All material was ordered from http://www.foambymail.com:
- 1 x California King 72″x84″ 4lb ViscoPLUSH Memory Foam mattress topper – Blue
- 1x 8′ linear feet of 2lb density 1/2″ thick Polyethylene Foam Roll
- 1x 8′ linear feet of 4lb density 1/4″ thick Polyethylene Foam Roll
We used our old foam mattress as a template to mark and then cut all of the components of our new mattress. Cutting the different foams was made relative easy by a good utility knife. Once everything was cut to size. We simply slipped the cover over the new foam and were done!
First impressions, while testing it on hard concrete, were that it’s different than the original but much better. It’s different because its not quite as plush as the old foam. The Polyethylene is much more dense than the old foam and will not allow you to sink through to the concrete. However the memory foam compresses a little easier than the original foam. If I were to add anything I might add a 1″ layer of regular high density foam under the memory foam. and discard the 1/4″ of 4lb polyethylene foam. I would have the 2″ memory foam and 1″ of regular foam in the mattress cover and then the 1/2″ of 2lb polyethylene under the mattress.
Our first trip with the new mattress will be Overland Expo East. We’ll have a solid three nights of sleeping on the mattress. This should give us a good idea of how it compares and any areas we could improve with it. I hope to keep everyone updated on this as time goes with my opinions. If you’ll be at Overland Expo East feel free to find us, say hi, check out the new trailer, and new RTT mattress.

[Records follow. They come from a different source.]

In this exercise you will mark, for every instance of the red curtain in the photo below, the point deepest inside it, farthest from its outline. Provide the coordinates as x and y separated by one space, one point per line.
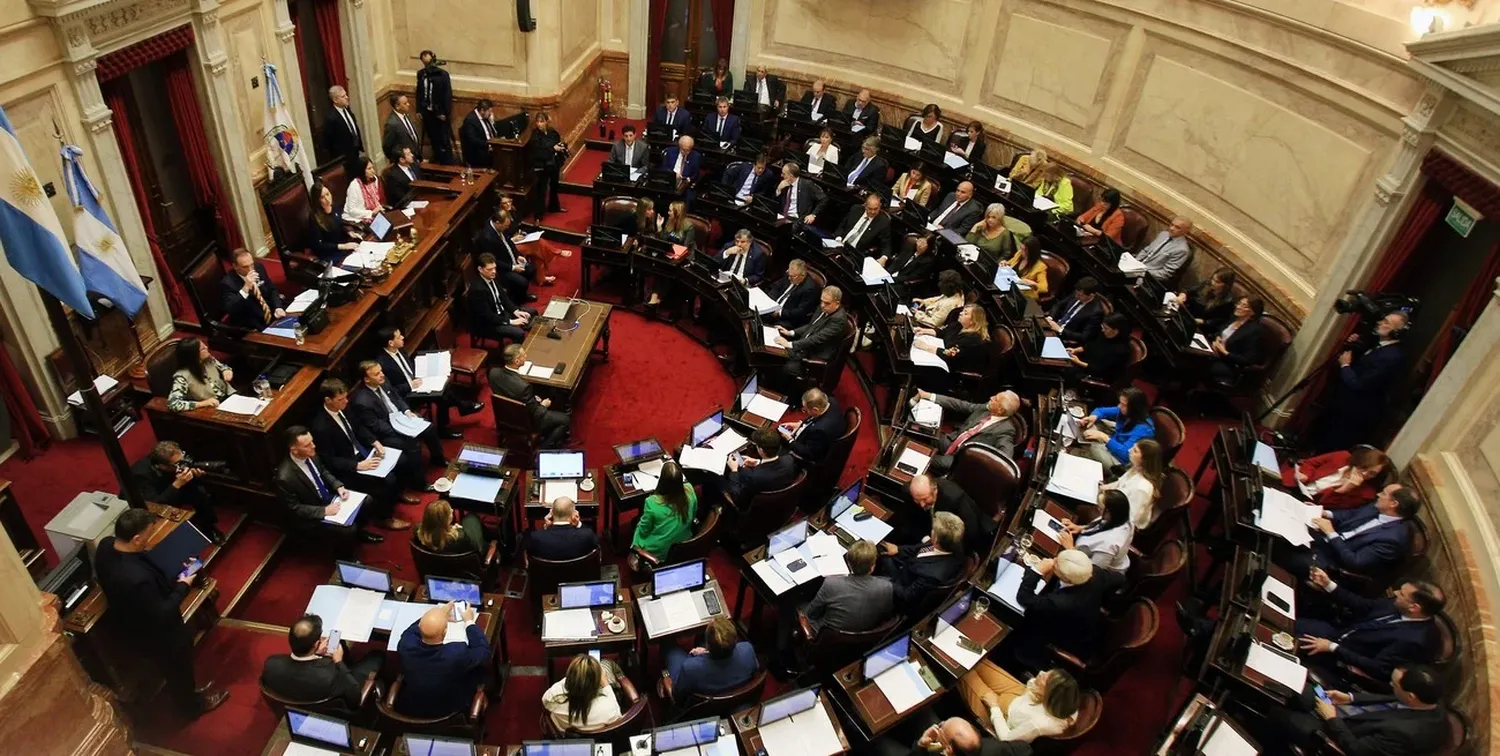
654 56
332 38
123 134
1428 206
723 26
206 189
26 422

The first trip with the new RTT mattress was a huge success. We used our trailer and RTT for the three nights during Overland Expo East. I have to say the normal aches and pains we were waking up with before were completely gone. I really attribute this to the layers of Polyethylene foam that were used on the bottom. The most common pains we had were outer hip pain since we are side sleepers. Our hips would sink through the regular foam over the duration of the night and rest against the hard floor of the RTT. The 1/2″ layer of 2lb Polyethylene foam alone should be sufficient enough to keep this from happening. I would recommend to anyone, even purchasing an RTT new, to think about adding the layer of Polyethylene foam. I haven’t yet decided if I am going to add the 1″ layer of regular foam or not. We have two more trips coming up in the near future and they will give us the chance to evaluate the mattress even further. Should be another 4-6 nights of use for the new mattress before Thanksgiving is here.